There’s never talk about “strong male characters” because men are usually written to be characters as a default, whereas women are more often plot devices. It’s something I used to never notice, because privilege is by its nature invisible to those who have it. But females are starved for relatable protagonists, across all forms of media. Wonder Woman was an early glass ceiling-breaker, the sole female headliner of a superhero comic in a time when all the others were men. Even though she was created by a man (who used her as a vehicle to express his bondage fetish, to boot), she was confident, powerful, and never needed a man to save her. Despite the fact that, during WW’s 70 + year history, something like 90% of every writer she’s ever been handed to has badly bungled her, that core idea has been powerful enough to keep her popular. There’s a reason that she was put on the cover of first issue of Ms.
The documentary is half a biography of Wonder Woman as an icon, and half a survey of other female superheroes, and how women in general are treated by genre entertainment. The facts are often disheartening. Women are drastically underrepresented as lead characters, and those few who do manage to break through have an unnerving tendency to later be killed off, have their power taken away, or otherwise have their roles in their stories reduced. The reason for this is pretty basic: most writers are men. It’s not that they’re incapable of writing good women – it’s just that they lack the perspective and/or empathy needed to put together a fully-realized female character.

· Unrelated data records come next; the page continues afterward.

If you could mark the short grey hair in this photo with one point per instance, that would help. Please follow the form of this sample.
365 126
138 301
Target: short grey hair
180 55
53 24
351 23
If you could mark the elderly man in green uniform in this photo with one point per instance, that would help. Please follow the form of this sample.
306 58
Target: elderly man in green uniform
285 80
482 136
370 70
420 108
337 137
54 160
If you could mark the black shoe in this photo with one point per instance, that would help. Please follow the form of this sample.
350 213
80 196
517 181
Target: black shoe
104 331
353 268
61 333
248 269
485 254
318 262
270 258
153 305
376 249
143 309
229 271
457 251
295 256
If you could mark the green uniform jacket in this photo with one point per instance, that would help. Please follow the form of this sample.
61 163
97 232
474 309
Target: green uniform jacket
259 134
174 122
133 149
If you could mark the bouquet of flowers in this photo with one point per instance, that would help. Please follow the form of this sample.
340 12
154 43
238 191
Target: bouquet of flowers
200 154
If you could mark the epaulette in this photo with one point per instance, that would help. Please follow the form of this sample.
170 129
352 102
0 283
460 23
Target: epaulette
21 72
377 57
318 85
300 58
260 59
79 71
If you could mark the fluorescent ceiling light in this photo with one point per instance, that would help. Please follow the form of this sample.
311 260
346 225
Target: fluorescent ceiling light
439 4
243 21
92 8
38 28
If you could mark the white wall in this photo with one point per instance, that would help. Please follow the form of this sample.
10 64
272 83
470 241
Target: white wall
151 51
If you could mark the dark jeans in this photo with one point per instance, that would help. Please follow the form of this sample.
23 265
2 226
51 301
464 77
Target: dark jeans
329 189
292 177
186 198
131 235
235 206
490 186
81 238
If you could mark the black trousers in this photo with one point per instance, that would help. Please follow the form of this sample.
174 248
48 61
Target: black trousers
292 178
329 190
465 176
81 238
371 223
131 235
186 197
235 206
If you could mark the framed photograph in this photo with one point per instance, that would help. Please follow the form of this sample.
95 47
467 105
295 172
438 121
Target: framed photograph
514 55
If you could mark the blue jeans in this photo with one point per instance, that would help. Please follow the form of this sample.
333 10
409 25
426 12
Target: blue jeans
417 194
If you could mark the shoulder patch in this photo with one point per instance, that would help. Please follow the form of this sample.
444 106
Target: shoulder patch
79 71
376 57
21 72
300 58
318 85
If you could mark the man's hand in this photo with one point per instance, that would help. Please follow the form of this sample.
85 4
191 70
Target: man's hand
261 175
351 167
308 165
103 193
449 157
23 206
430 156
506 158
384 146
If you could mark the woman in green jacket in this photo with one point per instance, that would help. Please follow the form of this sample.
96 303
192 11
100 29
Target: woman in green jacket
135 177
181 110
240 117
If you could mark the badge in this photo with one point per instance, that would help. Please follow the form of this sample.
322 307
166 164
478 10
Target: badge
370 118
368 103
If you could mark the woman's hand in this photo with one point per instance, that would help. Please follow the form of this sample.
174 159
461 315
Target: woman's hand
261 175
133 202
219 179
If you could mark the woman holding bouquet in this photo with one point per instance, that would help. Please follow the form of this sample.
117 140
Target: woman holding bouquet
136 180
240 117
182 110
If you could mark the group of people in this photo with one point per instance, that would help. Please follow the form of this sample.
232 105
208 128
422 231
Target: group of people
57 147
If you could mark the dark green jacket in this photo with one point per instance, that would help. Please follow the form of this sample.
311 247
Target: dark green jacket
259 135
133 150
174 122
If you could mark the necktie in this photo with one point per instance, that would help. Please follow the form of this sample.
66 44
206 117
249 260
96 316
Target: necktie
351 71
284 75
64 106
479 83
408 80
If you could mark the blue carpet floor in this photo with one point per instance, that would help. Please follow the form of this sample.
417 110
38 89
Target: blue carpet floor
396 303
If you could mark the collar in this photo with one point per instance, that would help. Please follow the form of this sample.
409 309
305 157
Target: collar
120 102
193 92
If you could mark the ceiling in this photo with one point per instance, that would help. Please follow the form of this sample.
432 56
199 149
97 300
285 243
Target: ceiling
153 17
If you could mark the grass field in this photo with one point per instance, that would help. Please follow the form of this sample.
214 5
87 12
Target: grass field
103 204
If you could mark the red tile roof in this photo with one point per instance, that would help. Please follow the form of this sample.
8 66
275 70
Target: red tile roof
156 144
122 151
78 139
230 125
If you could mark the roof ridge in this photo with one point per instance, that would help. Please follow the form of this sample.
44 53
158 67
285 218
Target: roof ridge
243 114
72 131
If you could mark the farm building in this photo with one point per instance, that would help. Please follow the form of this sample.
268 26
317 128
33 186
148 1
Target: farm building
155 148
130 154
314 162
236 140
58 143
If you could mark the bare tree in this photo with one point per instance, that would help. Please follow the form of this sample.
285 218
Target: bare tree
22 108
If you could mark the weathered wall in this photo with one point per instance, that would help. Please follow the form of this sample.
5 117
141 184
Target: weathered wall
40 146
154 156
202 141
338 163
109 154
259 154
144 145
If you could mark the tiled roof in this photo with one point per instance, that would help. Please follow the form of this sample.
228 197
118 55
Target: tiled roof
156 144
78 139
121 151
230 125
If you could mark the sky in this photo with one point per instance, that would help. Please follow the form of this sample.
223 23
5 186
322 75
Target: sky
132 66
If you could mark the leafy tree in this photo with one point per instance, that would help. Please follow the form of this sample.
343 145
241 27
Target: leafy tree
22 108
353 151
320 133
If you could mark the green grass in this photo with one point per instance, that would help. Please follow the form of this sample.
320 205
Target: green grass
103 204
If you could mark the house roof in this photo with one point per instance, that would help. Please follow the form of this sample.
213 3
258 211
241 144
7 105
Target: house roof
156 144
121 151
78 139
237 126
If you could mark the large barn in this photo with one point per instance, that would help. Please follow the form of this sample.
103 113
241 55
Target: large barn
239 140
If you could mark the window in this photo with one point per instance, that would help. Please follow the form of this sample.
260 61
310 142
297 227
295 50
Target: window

The movie mixes perspectives from both experts and ordinary people to make its points. Gloria Steinem, comics historian Trina Robbins, and culture critic Jen Stuller all lend a great academic perspective, while a tchotchke collector, a young girl who loves comics, and a normal fan of Wonder Woman, among others, demonstrate the effect the character has on the general public.
A sad trend emerges from the stories these people tell. A lot of female-centered entertainment has been less-than-progressive. The leads in the Wonder Woman TV show, The Bionic Woman, and Charlie’s Angels were all capable but also sex objects, subject to pervasive male gaze. But these characters were still revered by their female audience simply because they didn’t have anyone else to look up to. That’s not fair, and it’s not right. The documentary also chronicles how feminist movements have often tied in with women seizing on the power they gleaned from these figures and making it their own. It’s an interesting look at the nature of icons. Symbols have the meaning we imbue them with, regardless of whatever motivations went into their original creation.
At sixty minutes, the documentary is quite brisk. It touches on many subjects without being able to really delve into most of them. But the movie’s meant to be a discussion-starter, at which it mostly succeeds. Any gender, media, or sociology class would do well to fold this into into their curriculum. There are a few stylistic choices that don’t totally work (there are well-made graphics that bring old comics panels and other documents to life, but adding little girls reading the dialogue was a bad choice), but Wonder Women! is a solid little film.